Infinitely less is known about Harry than the man who first purchased him before 1763. Born around 1740 in West Africa, Harry was among the estimated 12 million people kidnapped and sold into the trans-Atlantic slave trade between the 16th and 19th centuries. He survived the Middle Passage, a monthslong journey notorious for its crowded, unsanitary and cruel conditions, which were so horrific they killed an estimated 15 percent of those held in chains on slave ships.
After he was sold to Washington, Harry worked for the fittingly named Dismal Swamp Company, which counted his new enslaver as a major stakeholder. The business venture was a long-pursued, less-than-successful attempt to drain wetlands in Virginia and North Carolina, making the eponymous Great Dismal Swamp arable and, in turn, profitable.

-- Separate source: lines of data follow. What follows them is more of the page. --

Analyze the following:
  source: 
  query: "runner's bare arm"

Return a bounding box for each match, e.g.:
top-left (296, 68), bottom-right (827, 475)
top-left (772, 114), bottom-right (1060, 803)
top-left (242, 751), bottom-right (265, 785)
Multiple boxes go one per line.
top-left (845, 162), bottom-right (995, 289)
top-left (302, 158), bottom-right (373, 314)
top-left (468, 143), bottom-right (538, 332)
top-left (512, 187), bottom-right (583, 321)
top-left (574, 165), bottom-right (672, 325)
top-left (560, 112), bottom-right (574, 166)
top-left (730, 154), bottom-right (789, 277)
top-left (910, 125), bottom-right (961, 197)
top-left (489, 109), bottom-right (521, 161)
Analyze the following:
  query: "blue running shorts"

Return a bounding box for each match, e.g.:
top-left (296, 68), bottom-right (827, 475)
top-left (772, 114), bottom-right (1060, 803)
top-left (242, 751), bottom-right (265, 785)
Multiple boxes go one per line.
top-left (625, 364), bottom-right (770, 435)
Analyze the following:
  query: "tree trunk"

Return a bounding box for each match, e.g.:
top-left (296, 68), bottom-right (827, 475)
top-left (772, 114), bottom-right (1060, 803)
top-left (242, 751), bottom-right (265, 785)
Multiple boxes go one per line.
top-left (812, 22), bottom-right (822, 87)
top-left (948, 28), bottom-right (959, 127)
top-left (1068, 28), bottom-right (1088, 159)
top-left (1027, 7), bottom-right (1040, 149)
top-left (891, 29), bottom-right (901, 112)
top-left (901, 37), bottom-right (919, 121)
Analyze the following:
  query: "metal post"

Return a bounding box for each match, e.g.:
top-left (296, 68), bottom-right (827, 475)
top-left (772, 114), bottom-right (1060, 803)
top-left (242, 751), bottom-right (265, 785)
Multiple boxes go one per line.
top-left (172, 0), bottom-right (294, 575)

By 1766, Washington had transferred Harry to Mount Vernon, where he worked as a house servant and looked after the estate’s horses. In 1771, he was reassigned to one of Mount Vernon’s plantations. “For Harry to be moved from skilled work, which was in some measure self-directed, to grueling plantation labor must have dismayed him sufficiently to precipitate his flight” on July 29 of that year, wrote historian Cassandra Pybus in a 2009 essay collection. Returned to Mount Vernon after just a few weeks, Harry had to wait another five years for an opportunity to escape.
Soon after fighting began in April 1775, the Continental Congress named Washington commander of the new Continental Army. In November, around the same time Dunmore issued his proclamation, Washington banned free Black and enslaved people from joining the Continental Army. But he quickly saw the need to reverse course. Black soldiers went on to fight in many major battles of the war, including the 1781 Siege of Yorktown that dealt a crushing blow to British forces.
“The message Harry extracted from all this heady revolutionary tumult was that if King George III was now the master’s enemy, then it was to the king’s men that he would entrust his aspirations for freedom,” writes Pybus in Epic Journeys of Freedom: Runaway Slaves of the American Revolution and Their Global Quest for Liberty.